When you take into account these and many other benefits that can be derived from owning whole life insurance, it might look better than much of what we call investments today.

The Rate of Return Myth

Why? When an advisor [or your neighbor, or the guy at the gym] refers to a “good” investment, they usually speak primarily about the “rate of return.” However, to paraphrase Benjamin Graham, the Dean of Wall Street and Warren Buffet’s mentor, an investment has two essential qualities: safety of principal and a reasonable rate of return.

Life insurance provides both, so in that sense you might consider it an investment. However, since whole life insurance serves so many other purposes both by contract and de-facto, it falls outside the definition of an investment and remains a unique financial vehicle.

Much of what is presented to the public today as an investment is really a speculation. The issue of safety of principal is in question on everything from high profile stocks [Enron, MCI, GM, AIG, Lehman Brothers, etc.] to mutual funds, ETFs, and so on.

What usually makes these speculations seem attractive – and what the sellers of them focus your attention on – is the promised rate of return based on averages of past performance, even though they disclaim that past performance is in any way predictive of future performance.

Ask any well-informed investment economist for a prediction of future returns and you’ll discover that four to six percent, net of taxes, commissions, term insurance costs and fees, in a good market is reasonable for the typical mutual fund, 401(k), and ETF types of investing.
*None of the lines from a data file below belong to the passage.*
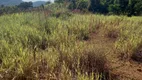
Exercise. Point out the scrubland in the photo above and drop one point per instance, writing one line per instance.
(67, 46)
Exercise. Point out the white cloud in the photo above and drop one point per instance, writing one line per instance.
(37, 0)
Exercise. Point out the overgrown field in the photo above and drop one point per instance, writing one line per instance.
(35, 46)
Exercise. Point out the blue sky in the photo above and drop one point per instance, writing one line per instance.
(38, 0)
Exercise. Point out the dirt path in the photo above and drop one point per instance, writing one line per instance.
(126, 70)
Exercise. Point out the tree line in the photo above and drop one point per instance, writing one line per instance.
(119, 7)
(17, 8)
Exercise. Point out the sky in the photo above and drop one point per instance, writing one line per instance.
(37, 0)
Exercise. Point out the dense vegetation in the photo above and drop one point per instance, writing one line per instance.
(125, 7)
(63, 41)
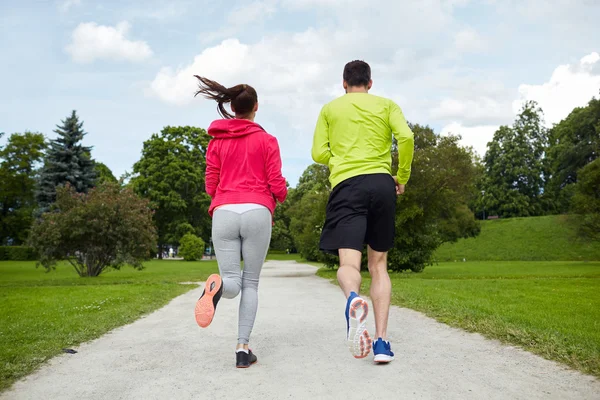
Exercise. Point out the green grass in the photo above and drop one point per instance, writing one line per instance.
(41, 313)
(549, 238)
(549, 308)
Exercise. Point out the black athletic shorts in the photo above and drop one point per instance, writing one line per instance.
(361, 210)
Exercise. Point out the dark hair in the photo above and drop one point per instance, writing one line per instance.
(357, 73)
(243, 97)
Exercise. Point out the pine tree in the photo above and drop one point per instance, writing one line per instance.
(67, 161)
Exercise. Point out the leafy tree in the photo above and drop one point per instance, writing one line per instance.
(191, 247)
(434, 208)
(170, 174)
(107, 227)
(573, 143)
(103, 174)
(514, 166)
(18, 168)
(67, 161)
(281, 237)
(586, 201)
(306, 210)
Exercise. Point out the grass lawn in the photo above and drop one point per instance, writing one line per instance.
(42, 313)
(549, 238)
(549, 308)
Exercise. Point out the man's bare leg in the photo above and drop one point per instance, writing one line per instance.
(357, 309)
(381, 291)
(348, 273)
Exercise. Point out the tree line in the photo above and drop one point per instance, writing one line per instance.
(49, 187)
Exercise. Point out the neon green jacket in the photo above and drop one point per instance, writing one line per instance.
(353, 137)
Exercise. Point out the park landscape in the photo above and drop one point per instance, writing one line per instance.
(106, 239)
(92, 262)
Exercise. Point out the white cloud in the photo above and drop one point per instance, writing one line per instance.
(469, 40)
(91, 42)
(66, 5)
(475, 111)
(569, 86)
(474, 136)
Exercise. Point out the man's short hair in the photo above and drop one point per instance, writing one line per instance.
(357, 73)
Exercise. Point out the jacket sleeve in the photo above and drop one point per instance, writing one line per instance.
(213, 169)
(277, 183)
(406, 142)
(321, 152)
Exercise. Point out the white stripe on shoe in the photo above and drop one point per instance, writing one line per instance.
(359, 341)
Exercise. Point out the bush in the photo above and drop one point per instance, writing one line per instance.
(107, 227)
(586, 201)
(17, 253)
(191, 247)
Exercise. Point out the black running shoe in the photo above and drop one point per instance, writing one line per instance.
(244, 360)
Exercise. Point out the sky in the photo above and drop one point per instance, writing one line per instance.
(460, 66)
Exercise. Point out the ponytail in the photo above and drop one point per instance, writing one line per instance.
(243, 97)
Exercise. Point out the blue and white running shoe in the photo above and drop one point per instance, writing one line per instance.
(382, 351)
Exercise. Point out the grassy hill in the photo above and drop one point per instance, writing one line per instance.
(549, 238)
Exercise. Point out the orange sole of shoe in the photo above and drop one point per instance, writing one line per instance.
(365, 340)
(205, 309)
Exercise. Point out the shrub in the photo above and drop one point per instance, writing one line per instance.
(191, 247)
(107, 227)
(17, 253)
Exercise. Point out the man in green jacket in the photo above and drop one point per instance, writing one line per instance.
(353, 137)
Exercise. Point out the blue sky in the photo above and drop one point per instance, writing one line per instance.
(459, 66)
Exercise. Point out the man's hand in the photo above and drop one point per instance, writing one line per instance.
(399, 187)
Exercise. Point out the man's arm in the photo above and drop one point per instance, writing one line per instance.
(406, 143)
(321, 153)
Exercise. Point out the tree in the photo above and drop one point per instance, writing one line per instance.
(103, 174)
(306, 211)
(18, 168)
(107, 227)
(67, 161)
(434, 210)
(514, 168)
(191, 247)
(586, 201)
(281, 237)
(573, 143)
(170, 174)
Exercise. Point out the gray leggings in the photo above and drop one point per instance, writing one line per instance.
(247, 234)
Facing a long-term bear market as we are today, you can and should expect less.

A whole life insurance contract guarantees the growth of its cash value and offers the possibility of tax-free dividends as well. Over the long-term, a WL nets out about in the middle of the four to six percent range based on its past performance, which is predictive but is not guaranteed. From that perspective, whole life might be thought of as a “good” investment according to Benjamin Graham’s definition.

Not An Investment…Thank God…

Having said all that, whole life insurance policies are still not investments. They offer options and benefits that are simply not available in any other financial product, and that is perhaps what recommends them most as an essential part of every American’s financial foundation. One financial writer recently called WL the Swiss Army Knife of financial products.

Perhaps it’s time for America to re-awaken the principles and values that made us great in the first place and to elevate savings and legacy to a place of respect. If we do that, we will all be seeking out agents and advisors who can sell us one or more whole life insurance policies.